The father came by on the weekend to pick up jesus. Yup, jesus was here at our house. I had looked out our front window and saw the father walking slowly, carefully, with his head bent down as he negotiated his steps on our uneven gravel path. In his right hand was a statue of jesus.

This subject has been talked around and around, at our kitchen tables, for the past few weeks. At random times the father would show up to talk or hang out, or we would all be gathered together having a drink or dinner, and then he would bring up, ‘Christoff’ as he once called him, or ‘Joseph’ another time…at which point, because I thought it was so funny that he couldn’t get Christ’s name right, I said, ‘Do you mean Billy?’ The father actually laughed! I think it was the first time he laughed at one of my jokes…mostly because he usually doesn’t listen to me.

He has been trying to figure out what to do with the big cross which stands at his parents grave, a grave which he has now stopped leasing. In Germany you rent your grave plot for a limited time…say 10 years, 50 years or 99 years. Now, the time was up on the grave of great guy’s beloved oma, Barbara, and her husband who died when he was still quite young.

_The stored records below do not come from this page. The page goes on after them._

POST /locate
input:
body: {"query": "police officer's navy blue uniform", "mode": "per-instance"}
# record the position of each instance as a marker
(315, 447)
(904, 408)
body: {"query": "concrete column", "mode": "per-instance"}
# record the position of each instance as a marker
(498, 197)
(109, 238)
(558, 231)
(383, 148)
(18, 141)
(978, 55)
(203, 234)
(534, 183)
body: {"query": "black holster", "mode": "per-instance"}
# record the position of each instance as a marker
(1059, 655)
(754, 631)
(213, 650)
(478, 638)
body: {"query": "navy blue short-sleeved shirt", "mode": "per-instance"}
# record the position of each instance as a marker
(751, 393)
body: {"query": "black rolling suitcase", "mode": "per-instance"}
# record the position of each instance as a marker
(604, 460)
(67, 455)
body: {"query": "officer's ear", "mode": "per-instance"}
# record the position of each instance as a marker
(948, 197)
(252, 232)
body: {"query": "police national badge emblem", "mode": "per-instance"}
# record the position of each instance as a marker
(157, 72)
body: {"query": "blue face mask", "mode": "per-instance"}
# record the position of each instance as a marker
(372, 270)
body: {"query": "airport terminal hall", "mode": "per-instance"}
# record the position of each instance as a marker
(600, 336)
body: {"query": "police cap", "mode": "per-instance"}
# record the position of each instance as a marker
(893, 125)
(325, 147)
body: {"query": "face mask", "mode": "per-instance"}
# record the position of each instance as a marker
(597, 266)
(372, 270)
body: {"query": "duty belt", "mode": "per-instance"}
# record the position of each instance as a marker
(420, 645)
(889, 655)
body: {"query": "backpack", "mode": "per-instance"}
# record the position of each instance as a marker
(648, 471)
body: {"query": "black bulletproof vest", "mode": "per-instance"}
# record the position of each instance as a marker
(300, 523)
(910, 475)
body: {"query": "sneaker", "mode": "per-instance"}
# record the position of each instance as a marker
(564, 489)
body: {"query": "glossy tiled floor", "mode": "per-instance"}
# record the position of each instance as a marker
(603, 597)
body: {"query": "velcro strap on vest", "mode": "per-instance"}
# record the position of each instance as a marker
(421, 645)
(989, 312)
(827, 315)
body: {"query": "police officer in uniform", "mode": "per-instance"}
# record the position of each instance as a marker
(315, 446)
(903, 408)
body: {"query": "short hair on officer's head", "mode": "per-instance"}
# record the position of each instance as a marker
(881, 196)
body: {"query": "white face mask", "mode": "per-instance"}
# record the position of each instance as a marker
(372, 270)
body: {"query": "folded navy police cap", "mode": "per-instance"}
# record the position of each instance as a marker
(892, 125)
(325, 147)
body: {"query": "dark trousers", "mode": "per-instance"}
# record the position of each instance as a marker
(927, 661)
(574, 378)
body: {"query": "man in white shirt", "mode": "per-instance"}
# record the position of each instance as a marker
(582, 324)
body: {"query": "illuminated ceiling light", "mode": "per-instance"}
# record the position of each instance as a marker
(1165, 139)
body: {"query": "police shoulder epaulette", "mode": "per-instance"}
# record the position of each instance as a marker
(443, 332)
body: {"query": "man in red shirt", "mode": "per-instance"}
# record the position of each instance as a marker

The other day, great guy sawed off the part of the cross which held the names, built a little copper roof for it, and gave it a pedestal. The father was happy that he can now add this to his own grave plot, where great guy’s mom is buried. Jesus is already hanging there…so now the question is, where did he take the other one? What can you do with such a statue…or a better question is, what should you do with it? At least, last night at dinner grave plots were no longer a topic of conversation. It is finished.